Monitoring and debugging microservices and distributed systems is not trivial. With the rise of containers and ephemeral infrastructure, it is even more critical to have all the data available for the applications. The monitoring as of today is usually done across three axes: metric monitoring, logs, and distributed tracing

Stop reverse engineering applications and start monitoring from the inside.

Kelsey Hightower, Monitorama 2016

Metric Monitoring

Standard and application metrics can help in monitoring the application from inside. Metrics include (but not limited to) CPU, memory, disk usage, and custom metrics over time. Metrics help to monitor how the application is performing over a certain time period. Tools like Prometheus, DataDog etc. can be used to collect metrics from all the applications. 

Log Monitoring

Application logs are another important source of monitoring. Apart from the standard logs of the systems and errors/exceptions etc. there can be additional logs from the application with various levels of severity/verbosity. These logs act as an important source of monitoring application health and are also used for reporting application health or business specific metrics/analytics.

Distributed Tracing

Tracing gives you the ability to follow a user request from initial interaction like a web user interface to all the way through back end database service. Consider, a particular group of users is facing latency while accessing the service. Then tracing can make it really easy to follow those requests and figure out where the latency is coming. At the scale where you have 100+ microservices in your system, this is definitely going to speed up debugging tasks.

Basically, we can trace each and every execution path a request goes through. Similar to metrics, tracing is also implemented from inside the application.
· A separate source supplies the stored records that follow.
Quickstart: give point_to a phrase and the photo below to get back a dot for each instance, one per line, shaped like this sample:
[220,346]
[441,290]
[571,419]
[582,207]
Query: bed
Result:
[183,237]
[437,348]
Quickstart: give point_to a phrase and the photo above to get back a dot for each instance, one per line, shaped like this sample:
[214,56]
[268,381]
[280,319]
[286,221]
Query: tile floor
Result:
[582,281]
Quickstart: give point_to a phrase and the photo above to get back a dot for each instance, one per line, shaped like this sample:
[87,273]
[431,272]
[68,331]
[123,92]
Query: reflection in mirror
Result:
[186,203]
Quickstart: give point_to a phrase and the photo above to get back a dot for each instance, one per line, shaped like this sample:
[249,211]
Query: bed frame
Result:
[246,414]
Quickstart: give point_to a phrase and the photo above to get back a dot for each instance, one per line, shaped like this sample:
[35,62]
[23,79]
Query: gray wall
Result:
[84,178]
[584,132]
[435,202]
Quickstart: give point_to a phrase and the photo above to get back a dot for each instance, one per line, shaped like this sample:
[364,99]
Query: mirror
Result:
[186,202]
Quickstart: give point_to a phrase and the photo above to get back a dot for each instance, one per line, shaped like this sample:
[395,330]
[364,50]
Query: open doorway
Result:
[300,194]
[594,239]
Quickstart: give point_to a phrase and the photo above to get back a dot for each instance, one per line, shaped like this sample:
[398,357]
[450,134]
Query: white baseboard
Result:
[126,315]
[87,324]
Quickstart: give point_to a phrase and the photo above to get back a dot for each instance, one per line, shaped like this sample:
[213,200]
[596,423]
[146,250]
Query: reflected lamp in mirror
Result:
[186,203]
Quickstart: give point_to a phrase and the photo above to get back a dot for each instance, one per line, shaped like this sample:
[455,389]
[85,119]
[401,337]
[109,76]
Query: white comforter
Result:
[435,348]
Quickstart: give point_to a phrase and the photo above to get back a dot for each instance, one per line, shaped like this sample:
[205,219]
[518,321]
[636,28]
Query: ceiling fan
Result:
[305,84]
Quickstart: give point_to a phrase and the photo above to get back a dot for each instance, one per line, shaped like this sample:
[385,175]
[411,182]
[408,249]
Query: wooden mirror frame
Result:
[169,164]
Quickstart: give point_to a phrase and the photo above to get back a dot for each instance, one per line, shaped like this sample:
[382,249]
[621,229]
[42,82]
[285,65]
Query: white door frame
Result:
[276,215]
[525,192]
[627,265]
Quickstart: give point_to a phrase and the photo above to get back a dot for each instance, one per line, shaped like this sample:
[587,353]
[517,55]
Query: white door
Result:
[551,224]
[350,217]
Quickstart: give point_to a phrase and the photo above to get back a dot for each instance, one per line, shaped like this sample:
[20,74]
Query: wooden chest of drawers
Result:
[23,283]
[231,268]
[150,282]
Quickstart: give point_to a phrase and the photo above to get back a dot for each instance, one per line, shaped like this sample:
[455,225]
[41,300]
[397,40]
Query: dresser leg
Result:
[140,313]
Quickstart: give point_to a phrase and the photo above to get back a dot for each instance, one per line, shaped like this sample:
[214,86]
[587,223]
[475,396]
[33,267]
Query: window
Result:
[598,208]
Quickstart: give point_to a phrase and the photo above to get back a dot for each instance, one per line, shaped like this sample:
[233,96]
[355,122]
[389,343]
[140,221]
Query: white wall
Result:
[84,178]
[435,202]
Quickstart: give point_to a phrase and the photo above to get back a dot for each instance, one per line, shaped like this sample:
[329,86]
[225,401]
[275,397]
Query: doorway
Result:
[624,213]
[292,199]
We can have details about individual function calls as well. Client libraries are used to instrument application code. Instrumented applications send tracing information to a back end like Jaeger. These backends provide a way to visualize and store the tracing data called as traces and spans.

Tracing in Cassandra

Apache Cassandra is fault tolerant and highly scalable database system (source). Cassandra has a feature of tracing transactions across nodes. When tracing is enabled, for every transaction detailed information is stored in system_traces keyspace.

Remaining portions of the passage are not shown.